| Issue 394: | protocol error: bad pack header | |
| 4 people starred this issue and may be notified of changes. | Back to list |
Affected Version: Gerrit 2.1.1.1
Environment: Ubuntu 8.10 64 bit, 16GB RAM
Date: Around noon, the 18th.
The initial report from the users is this:
Initializing project platform/frameworks/base ...
warning: no common commits
fatal: internal server error
fatal: The remote end hung up unexpectedly
fatal: protocol error: bad pack header
error: Cannot fetch platform/frameworks/base
This is repeatable, several clients get the same output.
On the server, everything looks dandy. To be safe I run a gc:
platform/frameworks/base.git$ git gc
Counting objects: 146059, done.
Compressing objects: 100% (49024/49024), done.
Writing objects: 100% (146059/146059), done.
Total 146059 (delta 83409), reused 145995 (delta 83345)
platform/frameworks/base.git$
Latest commit according to git log --all
Date: Sat Jan 16 16:10:45 2010 +0100
Once git gc has completed, the sync now works as expected!

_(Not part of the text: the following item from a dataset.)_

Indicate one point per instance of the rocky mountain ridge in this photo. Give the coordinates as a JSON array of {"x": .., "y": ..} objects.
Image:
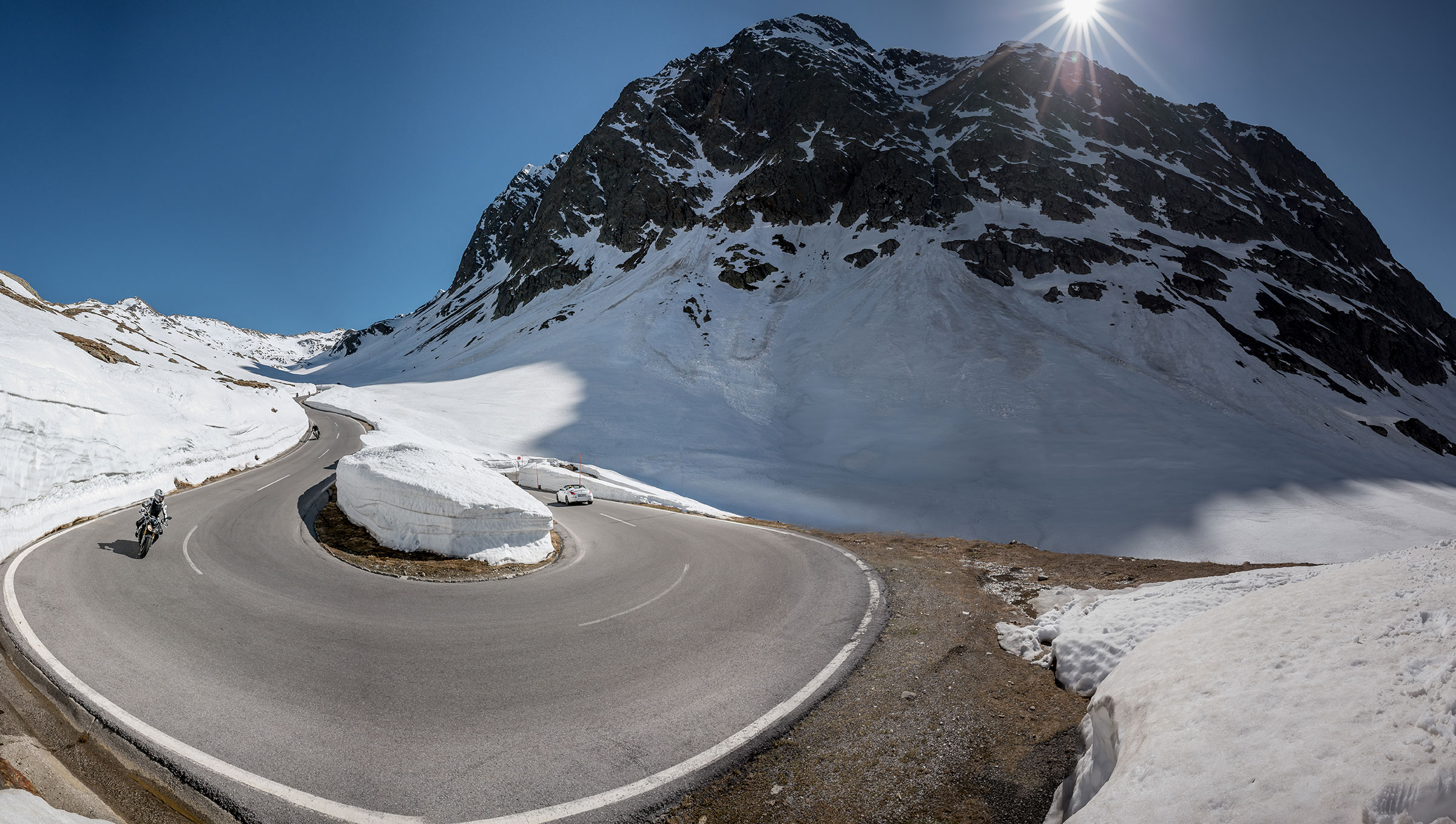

But this doesn't last long, in the same sync I get the same output for
another internal git means running git gc once more:
$ git gc
Counting objects: 94, done.
Compressing objects: 100% (28/28), done.
Writing objects: 100% (94/94), done.
Total 94 (delta 44), reused 94 (delta 44)
Lasest commit:
Date: Fri Dec 18 18:48:37 2009 +0100
This should mean that a lot of gcs has run weekly and sometimes daily
since then. And still we get a repack!
After very short time a new batch of gits "turn bad". By now patience is
over, so I restart the gerrit service.
But first some stats:
$ ps Tuxa | grep java
gerrit2 1039 76.7 52.1 9066324 8473312 pts/1 Sl Jan15 3194:58
GerritCodeReview -Xmx8g -Djavax.net.ssl.trustStore=/some/files -
Djavax.net.ssl.trustStorePassword=passwd -jar /srv/gerrit2/bin/gerrit.war
daemon -d /srv/gerrit2
-> internal ps shows:
Name Max |Object Count | AvgGet |Hit Ratio |
Age | Disk Mem Cnt| |Disk Mem Agg |
-------------------------+--------------------+----------+--------------+
accounts 90d | 218| | 99%|
accounts_byemail 90d | | | |
diff 90d | | | |
groups 90d | 17| 6.5ms | 0%|
ldap_groups 1d | 216| | 99%|
ldap_usernames 90d | | | |
projects 90d | 321| | 99%|
sshkeys 90d | 166| | 98%|
web_sessions 12h | | | |
JGit Buffer Cache:
open files : 15
loaded : 199.99 mb
mem% : 2%
JVM Heap:
max : 7.37 gb
inuse : 1.88 gb
mem% : 25%
Not sure if this gives anything of value, if I could understand the output
from jstat better I'd show you some figures from that too. As it stands
I'm not sure how to configure it to get any good out of it.
Jan 19, 2010
Project Member
#1
fredrik....@sonyericsson.com
Jan 19, 2010
fredrik.luthander: I have added you as a project contributor, so you can now edit issues, and can set the labels yourself. Since you asked, I'm also tagging this as Priority-Blocker for now.
Labels:
-Priority-Minor Priority-Blocker
Jan 19, 2010
Is there anything in the error_log that matches this time period?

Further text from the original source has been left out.